Writing when I don’t feel like it. Being nice to rude people. Petting the dog because he deserves it, even when I’m wearing black trousers. Cleaning up the kitchen when I’m exhausted before bed because my husband did it in the a.m. Trying to be reasonable when people on FB are being idiots. This is practice.
It’s not just Buddhist practice. It’s practice for manners. For love, for metta — lovingkindness. Mostly it’s practice like violin or piano or baseball practice: because I’m not good at these things. Especially the whole ‘being nice to rude people’… And FB idiots…. Sigh. Especially in an election year!
I’m not really a very good Buddhist. I don’t meditate much at all — although I try to be quiet and ‘be’ during the day. And writing daily is a kind of meditation for me, as I’ve noted elsewhere. I don’t read the sutras very often. Probably I know more about Christianity than Buddhism, and I’m not a Christian.
I don’t eat vegetarian, other than abstaining from pigs. They’re too smart (they cry — more on that another post), so I don’t eat them. Or monkeys, or octopuses (and yes: that is the proper plural; look it up) although I know we’re not supposed to kill any being. At least I don’t drink (verboten in Buddhism), but that has more to do w/ family alcoholism and my desire to model having fun w/out drugs than Buddhism.
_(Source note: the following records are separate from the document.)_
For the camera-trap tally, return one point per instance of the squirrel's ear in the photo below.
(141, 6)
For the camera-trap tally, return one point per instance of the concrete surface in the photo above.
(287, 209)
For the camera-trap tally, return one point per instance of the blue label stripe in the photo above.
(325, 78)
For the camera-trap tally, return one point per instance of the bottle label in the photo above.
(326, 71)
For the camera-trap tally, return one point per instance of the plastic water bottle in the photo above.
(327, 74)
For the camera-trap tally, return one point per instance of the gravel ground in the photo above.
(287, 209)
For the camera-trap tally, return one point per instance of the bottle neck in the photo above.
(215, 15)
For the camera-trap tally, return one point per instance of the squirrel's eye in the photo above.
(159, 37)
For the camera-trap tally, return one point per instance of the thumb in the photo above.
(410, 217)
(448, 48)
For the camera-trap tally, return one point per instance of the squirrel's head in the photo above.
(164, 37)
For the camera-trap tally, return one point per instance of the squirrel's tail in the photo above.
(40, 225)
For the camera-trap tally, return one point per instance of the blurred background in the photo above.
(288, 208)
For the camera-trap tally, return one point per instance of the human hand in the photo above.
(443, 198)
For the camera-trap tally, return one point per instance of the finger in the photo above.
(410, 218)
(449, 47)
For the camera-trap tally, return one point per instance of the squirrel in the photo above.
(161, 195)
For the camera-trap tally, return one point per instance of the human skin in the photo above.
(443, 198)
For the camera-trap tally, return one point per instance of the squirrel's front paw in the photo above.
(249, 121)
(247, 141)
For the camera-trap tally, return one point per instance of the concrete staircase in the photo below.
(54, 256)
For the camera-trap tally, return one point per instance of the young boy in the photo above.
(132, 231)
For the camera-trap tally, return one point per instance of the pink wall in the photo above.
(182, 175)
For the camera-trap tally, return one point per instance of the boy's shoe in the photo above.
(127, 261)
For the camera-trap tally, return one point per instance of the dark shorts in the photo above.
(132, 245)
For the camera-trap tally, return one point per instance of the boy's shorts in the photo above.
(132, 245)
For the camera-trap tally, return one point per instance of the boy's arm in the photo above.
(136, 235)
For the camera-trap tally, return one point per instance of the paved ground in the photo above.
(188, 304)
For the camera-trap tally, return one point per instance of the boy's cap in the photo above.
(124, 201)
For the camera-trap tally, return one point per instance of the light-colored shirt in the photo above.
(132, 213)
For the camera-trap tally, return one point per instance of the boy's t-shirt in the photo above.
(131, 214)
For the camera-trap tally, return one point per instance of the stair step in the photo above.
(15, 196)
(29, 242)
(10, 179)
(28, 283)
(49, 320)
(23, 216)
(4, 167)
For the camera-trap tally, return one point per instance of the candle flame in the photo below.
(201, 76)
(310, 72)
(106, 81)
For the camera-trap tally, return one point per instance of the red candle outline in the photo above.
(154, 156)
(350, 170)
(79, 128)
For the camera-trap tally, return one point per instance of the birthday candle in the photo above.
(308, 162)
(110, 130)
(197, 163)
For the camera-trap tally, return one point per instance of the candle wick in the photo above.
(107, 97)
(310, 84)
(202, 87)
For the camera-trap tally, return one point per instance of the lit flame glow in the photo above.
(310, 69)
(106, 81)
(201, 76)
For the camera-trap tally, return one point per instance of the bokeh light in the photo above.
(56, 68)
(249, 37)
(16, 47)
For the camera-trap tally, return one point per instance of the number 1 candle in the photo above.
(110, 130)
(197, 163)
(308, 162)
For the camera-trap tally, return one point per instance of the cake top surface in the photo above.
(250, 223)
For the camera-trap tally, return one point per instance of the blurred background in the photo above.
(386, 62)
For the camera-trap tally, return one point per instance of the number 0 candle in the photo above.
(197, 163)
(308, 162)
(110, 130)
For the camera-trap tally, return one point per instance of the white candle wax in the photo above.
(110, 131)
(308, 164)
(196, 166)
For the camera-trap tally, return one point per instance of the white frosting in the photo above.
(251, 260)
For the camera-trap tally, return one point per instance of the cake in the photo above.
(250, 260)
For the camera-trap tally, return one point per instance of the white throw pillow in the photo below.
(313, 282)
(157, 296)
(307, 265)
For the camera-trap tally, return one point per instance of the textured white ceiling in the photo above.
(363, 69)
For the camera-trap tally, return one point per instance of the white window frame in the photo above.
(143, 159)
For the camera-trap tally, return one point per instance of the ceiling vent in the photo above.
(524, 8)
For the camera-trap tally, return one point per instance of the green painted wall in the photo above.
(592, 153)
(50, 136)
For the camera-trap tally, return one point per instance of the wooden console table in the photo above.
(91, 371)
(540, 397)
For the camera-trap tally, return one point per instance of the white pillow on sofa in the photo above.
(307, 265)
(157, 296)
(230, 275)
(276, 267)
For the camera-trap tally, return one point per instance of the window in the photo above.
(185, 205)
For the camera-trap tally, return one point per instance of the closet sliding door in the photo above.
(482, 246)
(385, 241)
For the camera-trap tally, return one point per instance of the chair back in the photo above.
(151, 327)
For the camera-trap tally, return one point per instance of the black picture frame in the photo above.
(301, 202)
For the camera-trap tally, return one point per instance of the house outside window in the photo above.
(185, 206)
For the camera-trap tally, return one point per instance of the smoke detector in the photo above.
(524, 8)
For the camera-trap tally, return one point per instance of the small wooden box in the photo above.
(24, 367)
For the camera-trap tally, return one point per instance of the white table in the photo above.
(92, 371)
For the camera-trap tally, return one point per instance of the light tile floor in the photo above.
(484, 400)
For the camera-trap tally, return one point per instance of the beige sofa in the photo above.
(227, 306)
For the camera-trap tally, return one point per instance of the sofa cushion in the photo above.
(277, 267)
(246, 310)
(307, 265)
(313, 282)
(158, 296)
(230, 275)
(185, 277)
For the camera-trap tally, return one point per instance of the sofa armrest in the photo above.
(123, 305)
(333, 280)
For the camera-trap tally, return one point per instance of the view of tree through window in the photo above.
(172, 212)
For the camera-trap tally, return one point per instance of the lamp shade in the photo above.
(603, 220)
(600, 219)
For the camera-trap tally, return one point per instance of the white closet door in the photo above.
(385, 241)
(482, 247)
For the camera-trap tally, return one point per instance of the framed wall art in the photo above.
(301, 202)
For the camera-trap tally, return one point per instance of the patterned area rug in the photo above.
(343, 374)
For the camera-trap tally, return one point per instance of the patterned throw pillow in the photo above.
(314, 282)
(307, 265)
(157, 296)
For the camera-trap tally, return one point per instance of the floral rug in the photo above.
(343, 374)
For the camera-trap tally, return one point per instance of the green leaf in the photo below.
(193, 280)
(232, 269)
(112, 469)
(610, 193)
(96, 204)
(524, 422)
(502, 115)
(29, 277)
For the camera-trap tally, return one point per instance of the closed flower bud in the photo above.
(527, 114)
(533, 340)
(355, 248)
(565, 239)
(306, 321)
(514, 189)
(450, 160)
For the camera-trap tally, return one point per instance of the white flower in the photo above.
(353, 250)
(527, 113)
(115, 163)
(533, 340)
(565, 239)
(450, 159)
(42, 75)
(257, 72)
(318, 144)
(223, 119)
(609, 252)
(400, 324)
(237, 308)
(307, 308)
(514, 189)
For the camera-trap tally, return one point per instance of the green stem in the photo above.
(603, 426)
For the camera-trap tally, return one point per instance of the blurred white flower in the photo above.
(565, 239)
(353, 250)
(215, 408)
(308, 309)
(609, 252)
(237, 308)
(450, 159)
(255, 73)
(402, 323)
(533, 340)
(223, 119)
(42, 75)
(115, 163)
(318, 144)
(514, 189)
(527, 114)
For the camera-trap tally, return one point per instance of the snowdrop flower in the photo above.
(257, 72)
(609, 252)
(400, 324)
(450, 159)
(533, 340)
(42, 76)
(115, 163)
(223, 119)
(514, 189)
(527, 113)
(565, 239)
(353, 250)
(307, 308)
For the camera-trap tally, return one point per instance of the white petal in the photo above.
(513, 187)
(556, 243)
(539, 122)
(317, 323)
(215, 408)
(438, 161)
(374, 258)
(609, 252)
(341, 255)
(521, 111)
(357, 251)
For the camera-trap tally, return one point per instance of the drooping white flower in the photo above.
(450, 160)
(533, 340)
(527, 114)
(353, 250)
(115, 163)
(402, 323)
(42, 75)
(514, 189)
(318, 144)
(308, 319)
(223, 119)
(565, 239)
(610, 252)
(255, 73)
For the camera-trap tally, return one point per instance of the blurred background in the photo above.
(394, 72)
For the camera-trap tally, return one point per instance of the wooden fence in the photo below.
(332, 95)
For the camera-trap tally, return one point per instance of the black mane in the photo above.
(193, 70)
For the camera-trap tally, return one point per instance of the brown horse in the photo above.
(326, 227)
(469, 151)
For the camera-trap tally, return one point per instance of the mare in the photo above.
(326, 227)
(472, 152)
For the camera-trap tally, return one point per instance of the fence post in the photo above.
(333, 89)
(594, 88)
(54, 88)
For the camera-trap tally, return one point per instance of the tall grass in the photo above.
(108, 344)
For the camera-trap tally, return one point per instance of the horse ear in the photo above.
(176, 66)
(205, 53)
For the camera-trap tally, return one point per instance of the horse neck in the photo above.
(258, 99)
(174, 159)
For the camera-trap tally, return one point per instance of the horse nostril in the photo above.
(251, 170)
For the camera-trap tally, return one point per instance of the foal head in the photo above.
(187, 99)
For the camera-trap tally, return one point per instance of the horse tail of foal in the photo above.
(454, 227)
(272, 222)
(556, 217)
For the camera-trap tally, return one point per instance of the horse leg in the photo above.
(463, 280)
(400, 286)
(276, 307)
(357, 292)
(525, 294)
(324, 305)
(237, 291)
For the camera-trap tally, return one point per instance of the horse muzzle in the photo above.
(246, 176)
I don’t sit. I don’t go to temple. In fact, if it weren’t for the bodhisattva vow I made, I’d probably be considered just another bleeding heart Unitarian ????. But in fact, I identify as a Buddhist.
I remember going to Buddhist temple w/ our amah in Saigon — the ropy walls of a temple carved from the heart of a giant banyan tree. It shaped and framed my ideas of religion forever: it shows up in my writing over & over, even in my dreams, sometimes. A curtain of fragrant smoke from sandalwood incense hung before the entrance into the tree temple. Inside, a Buddhist monk — robed as all monks in Việt Nam are, in saffron — chanted the already-musical Việtnamese language. Something deep beneath Oklahoma, beyond Western, leapt up in recognition. This, I remember thinking, those very long years ago, is where God lives. This was the language God spoke, and the way God smelled. This was my home.
I never found the idea of God in any Christian church, I have to say. I’ve felt comfortable — as I did when I first sat in the sky-blue sanctuary of All Souls, my Unitarian home church, and the largest Unitarian church in the world. That’s probably the best Western religious home I’ve found. It’s the home of Emerson, Unitarianism. The academic, the scholar and writer and poet, we all feel at home there. And had I never been to Việt Nam or Thailand, I probably still would have ended up a Unitarian. It’s such an inclusive, open faith. There’s room for all the ‘mes’ — the neo-Pagan, who read Starhawk’s Spiral Dance; the Kabbalist who studied names and numbers and secret texts; the reader of both Testaments, and the Apocrypha, as well. The feminist scholar, the peace poet. The lover of Auden, the decoder of Pound.
Denise Levertov, in a poem I read once (‘A Clearing‘), said that “paradise/ is a kind of poem; it has/ a poem’s characteristics:/ inspiration; starting with the given;/ unexpected harmonies; revelations.” Sometimes I tell people that my religion is poetry. But when I think about it, as I told a friend, poetry is certainly my ‘practice.’ In the Buddhist sense of the word: your practice is your covenant w/ Buddhist doctrine. The Eight-Fold Path, the Four Noble Truths — all of which deal with suffering and desire, the roots of human despair. Your practice is what it is that helps you keep the Truths in mind, as you follow the Path. Sort of…
I know I should sit. I have, in the past. And I will again, I know. Right now, I’m practicing. Practicing how to be in the world. How to breathe when it hurts, not yell when I’m angry. How to walk into the fires that make me, always, a Year of the Dragon warrior, not a Bodhisattva, other than in desire.
A dear friend once told me to honour the dragon, to claim the fire that burns hot and bright, and find a way to use it. Maybe that’s what I need to practice. How to burn clear and true. Not how to sit, per se. But how to turn that flame of righteous anger to good purpose. I guess I need more practice.